An Kritikern des Referendums, das Atambajew initiierte, dabei aber seine Parteigenossen vorschob, mangelt es in Kirgistan nicht. So sieht der Chef der oppositionellen Partei Ata Meken, Omurbek Tekebajew, in dem Referendum einen Versuch Atambajews, seinen Einfluß zu erhalten und auszubauen, wenn er im nächsten Jahr nach einem Mandat den Präsidentensessel räumen muss. „Die Idee, Entscheidungsvollmachten vom Präsidenten auf den Regierungschef zu übertragen, wird zu Autoritarismus führen“, zitiert ihn das Internetportal Eurasia Daily Mirror.

Experten warnen

Aber auch internationale Experten warnen. Die geplanten Änderungen „werden sich negativ auf die Gewaltenteilung auswirken, indem sie die Vollmachten der Exekutive stärken, jedoch das Parlament und die Judikative schwächen“, heiß es in es in einer gemeinsamen Erklärung der OSZE und der Wiener Kommission des Europarates.

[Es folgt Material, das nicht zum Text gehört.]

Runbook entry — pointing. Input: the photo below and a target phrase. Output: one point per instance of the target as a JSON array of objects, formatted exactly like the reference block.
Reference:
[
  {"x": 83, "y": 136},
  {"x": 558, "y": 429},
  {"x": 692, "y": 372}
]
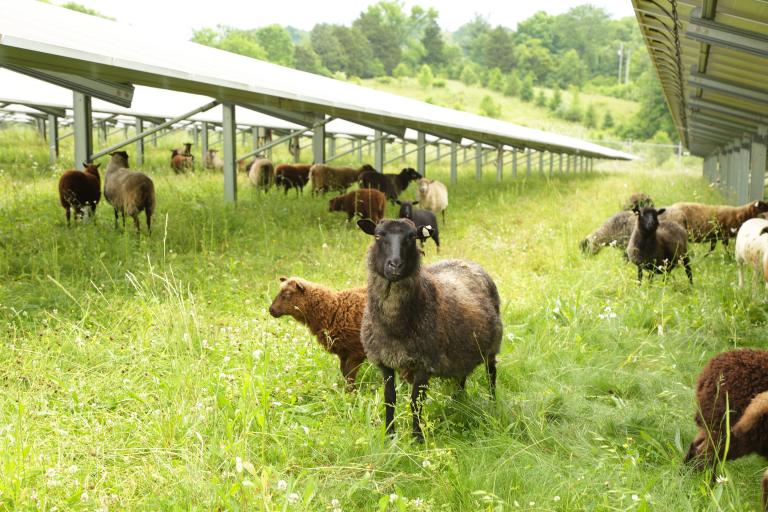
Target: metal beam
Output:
[
  {"x": 153, "y": 131},
  {"x": 720, "y": 34},
  {"x": 82, "y": 128},
  {"x": 230, "y": 152}
]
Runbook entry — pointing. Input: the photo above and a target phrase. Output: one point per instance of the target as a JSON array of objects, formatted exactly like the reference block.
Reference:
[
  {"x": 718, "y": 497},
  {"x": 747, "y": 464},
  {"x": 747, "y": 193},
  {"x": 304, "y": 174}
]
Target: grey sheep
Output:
[{"x": 442, "y": 320}]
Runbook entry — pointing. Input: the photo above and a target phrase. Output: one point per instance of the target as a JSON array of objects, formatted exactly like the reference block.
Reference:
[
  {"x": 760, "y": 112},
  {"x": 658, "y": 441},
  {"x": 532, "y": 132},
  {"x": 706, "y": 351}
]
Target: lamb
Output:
[
  {"x": 179, "y": 162},
  {"x": 292, "y": 176},
  {"x": 710, "y": 223},
  {"x": 752, "y": 248},
  {"x": 391, "y": 184},
  {"x": 442, "y": 320},
  {"x": 657, "y": 246},
  {"x": 262, "y": 173},
  {"x": 128, "y": 191},
  {"x": 732, "y": 388},
  {"x": 420, "y": 218},
  {"x": 325, "y": 177},
  {"x": 432, "y": 196},
  {"x": 213, "y": 160},
  {"x": 334, "y": 318},
  {"x": 366, "y": 202},
  {"x": 78, "y": 189}
]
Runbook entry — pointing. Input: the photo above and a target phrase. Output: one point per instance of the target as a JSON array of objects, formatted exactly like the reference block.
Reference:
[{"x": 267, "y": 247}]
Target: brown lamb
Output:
[
  {"x": 736, "y": 380},
  {"x": 78, "y": 189},
  {"x": 333, "y": 317},
  {"x": 367, "y": 202},
  {"x": 710, "y": 223}
]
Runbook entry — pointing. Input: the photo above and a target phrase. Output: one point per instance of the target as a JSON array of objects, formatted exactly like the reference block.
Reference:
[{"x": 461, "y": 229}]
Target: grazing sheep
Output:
[
  {"x": 420, "y": 218},
  {"x": 179, "y": 162},
  {"x": 128, "y": 191},
  {"x": 213, "y": 160},
  {"x": 261, "y": 173},
  {"x": 292, "y": 176},
  {"x": 638, "y": 200},
  {"x": 325, "y": 178},
  {"x": 441, "y": 320},
  {"x": 710, "y": 223},
  {"x": 78, "y": 189},
  {"x": 752, "y": 248},
  {"x": 736, "y": 382},
  {"x": 366, "y": 202},
  {"x": 391, "y": 184},
  {"x": 657, "y": 246},
  {"x": 433, "y": 196},
  {"x": 332, "y": 317}
]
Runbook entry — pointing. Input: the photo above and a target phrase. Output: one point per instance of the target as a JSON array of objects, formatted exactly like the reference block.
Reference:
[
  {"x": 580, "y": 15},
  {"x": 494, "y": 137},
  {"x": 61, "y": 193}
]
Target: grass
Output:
[
  {"x": 457, "y": 95},
  {"x": 146, "y": 374}
]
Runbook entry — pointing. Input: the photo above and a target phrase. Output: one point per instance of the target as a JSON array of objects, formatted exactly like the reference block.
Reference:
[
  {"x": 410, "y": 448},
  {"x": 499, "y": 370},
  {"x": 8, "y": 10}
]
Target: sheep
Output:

Doch inwieweit sich die Kirgiesen am heutigen Sonntag für das Schicksal ihres Grundgesetzes interessieren und zur Abstimmung gehen (die Mindestbeteiligung liegt bei 50 Prozent), ist noch unklar. Die Menschen plagen andere Sorgen. Obwohl das Land über Bodenschätze wie Gold, Kohle, Öl oder Kupfer verfügt, ist die wirtschaftliche Lage vieler Einwohner prekär. Ein Drittel von ihnen lebt unter der Armutsgrenze.

Einmal abgesehen davon, dass kirgisische Arbeitsmigranten (allein rund 500.000 In Russland) mit ihren regelmäßigen Überweisungen in ihre Heimat eine wichtige Devisenquelle sind: Auch die Mitgliedschaft Kirgistans in der Eurasischen Wirtschaftsunion, zu der neben Russland auch Weißrussland, Kasachstan und Armenien gehören, hat an der wirtschaftlichen Situation wenig geändert. Zudem ist ein erneutes Aufflammen ethnischer Gewalt zwischen Kirgiesen und Usbeken nicht ausgeschlossen.

Im vergangenen April reiste Kanzlerin Angela Merkel nach Kirgistan – als erste(r) deutsche(r) RegierungschefIn. „Wir haben eine große Hochachtung für den eigenständigen Weg, den Kirgistan seit 2010 geht“, sagte Merkel in der Hauptstadt Bischkek. Ihre Visite sei für das Land eine wichtige Anerkennung dafür, dass es sich als einzige Demokratie in einer Region behaupte, in der auch die Terrormiliz IS zu erstarken drohe. Fragt sich, wie lange noch.